Monolithic, Client-Server, 3-Tier, n-Tier

Filed under Software Architecture, VB Feng Shui

You are writing all your applications with a Client-Server architecture, right?

Oh, wait, this isn’t the late 90’s.

You are writing all your applications as 3-Tier assemblies, right?

Oh, wait, this isn’t the early 2000’s.

You are writing all your applications… Oh, to heck with it.

What’s the architecture du jour these days, anyway, n-tier? x-tier? SOA? XYZ-PDQ?

So what’s all the hubbub?

I propose something radical. Logically tier your code based on functionality, not locality. If you do that properly, monolithic, Client-Server, 3-tier, n-tier, x-tier, tears for fears, it won’t matter.

Why not?

Because if the code is properly organized and logically tiered, you’ll be able to easily move it wherever it needs to go to create (and remove) whatever tiers become necessary.

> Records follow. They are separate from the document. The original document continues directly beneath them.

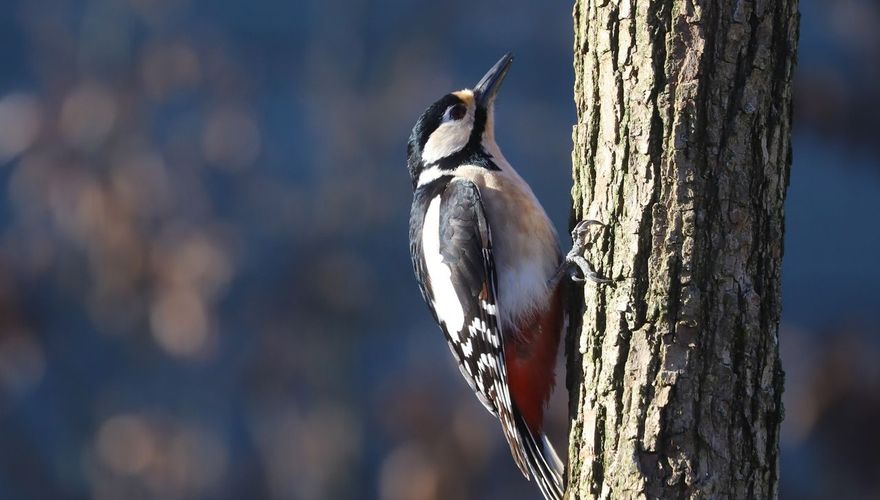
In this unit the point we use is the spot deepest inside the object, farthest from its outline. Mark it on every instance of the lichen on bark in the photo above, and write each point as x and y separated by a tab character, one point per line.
682	147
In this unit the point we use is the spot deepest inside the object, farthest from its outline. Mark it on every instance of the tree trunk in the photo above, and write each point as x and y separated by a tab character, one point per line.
682	148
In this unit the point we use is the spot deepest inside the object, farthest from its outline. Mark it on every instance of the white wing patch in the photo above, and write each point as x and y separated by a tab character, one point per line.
446	304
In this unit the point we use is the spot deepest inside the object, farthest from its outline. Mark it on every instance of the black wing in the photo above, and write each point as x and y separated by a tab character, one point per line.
452	256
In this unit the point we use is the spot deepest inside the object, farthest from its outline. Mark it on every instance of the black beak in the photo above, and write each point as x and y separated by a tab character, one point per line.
488	86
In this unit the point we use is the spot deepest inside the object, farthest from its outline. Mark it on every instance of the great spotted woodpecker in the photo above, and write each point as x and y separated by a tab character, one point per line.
489	266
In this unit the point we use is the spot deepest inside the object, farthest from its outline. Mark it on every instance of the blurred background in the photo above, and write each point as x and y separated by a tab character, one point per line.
205	288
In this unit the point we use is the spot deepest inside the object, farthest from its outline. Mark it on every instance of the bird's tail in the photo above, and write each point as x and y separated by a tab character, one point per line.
544	464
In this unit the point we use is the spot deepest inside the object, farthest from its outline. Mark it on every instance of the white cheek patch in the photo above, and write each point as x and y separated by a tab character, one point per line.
449	138
446	303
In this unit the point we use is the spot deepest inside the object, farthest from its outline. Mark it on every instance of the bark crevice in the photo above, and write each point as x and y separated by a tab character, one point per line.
682	147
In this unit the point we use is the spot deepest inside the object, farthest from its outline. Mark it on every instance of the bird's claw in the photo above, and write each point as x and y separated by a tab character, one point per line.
575	261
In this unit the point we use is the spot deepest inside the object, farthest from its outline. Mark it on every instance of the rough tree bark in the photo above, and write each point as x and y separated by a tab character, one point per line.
682	148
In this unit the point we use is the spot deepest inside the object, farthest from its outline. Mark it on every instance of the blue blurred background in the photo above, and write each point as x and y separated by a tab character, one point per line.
205	289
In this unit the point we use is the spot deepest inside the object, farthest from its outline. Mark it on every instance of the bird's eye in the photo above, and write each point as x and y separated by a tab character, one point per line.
456	112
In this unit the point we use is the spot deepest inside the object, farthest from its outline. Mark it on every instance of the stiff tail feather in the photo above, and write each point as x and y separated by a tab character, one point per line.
543	462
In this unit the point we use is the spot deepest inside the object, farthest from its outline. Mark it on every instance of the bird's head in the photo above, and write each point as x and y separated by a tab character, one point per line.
457	128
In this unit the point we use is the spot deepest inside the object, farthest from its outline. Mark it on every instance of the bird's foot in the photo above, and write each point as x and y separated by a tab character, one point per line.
578	268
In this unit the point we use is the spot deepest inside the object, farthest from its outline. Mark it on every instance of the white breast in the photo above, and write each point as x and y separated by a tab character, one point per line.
524	241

For example, I once worked for a company building a sizable billing package based on SQL Server. We wanted it 3 tier (Presentation, Business Logic, and Data Access), but we also needed it to be:

  1. easy to debug and maintain, and I mean easy, not the “learn how to jump through hoops faster” easy, but really easy. The dev team was small. This was a requirement.
  2. easy to deploy in a demonstration mode. If a prospect couldn’t fire up a CD install and in 5 minutes or less be playing with it, it wasn’t going to fly.
  3. capable of scale-out deployment to accommodate multiple report generation servers, data analysis servers, etc.

In the end, we designed a server app as the BLL (it actually ran as a service), a database chock full of highly optimized stored procs as the DAL, and a fat client that contained not only the user-facing interface but also the entire server app internally. And the key to all this was that the code for the server was exactly the same code as was in the client. The code was literally shared between projects in our VCS.

When connected to an actual server component, it got all the benefits thereof. But for debugging, it was unbelievably efficient to have both the client and server right there running at one time not only in the same IDE, but actually as part of the same executable. And deployment was a snap because the demo install didn’t have to bother with a server installation, it just created the DB and dropped the client on the machine.

If we’d needed to split functionality out farther, it would have been a very straightforward process because internally, everything was already split out.

The bottom line is:

Get the logical tiers right and encapsulate with a vengence.

Note to self: Vengeful Encapsulation. Sweet band name!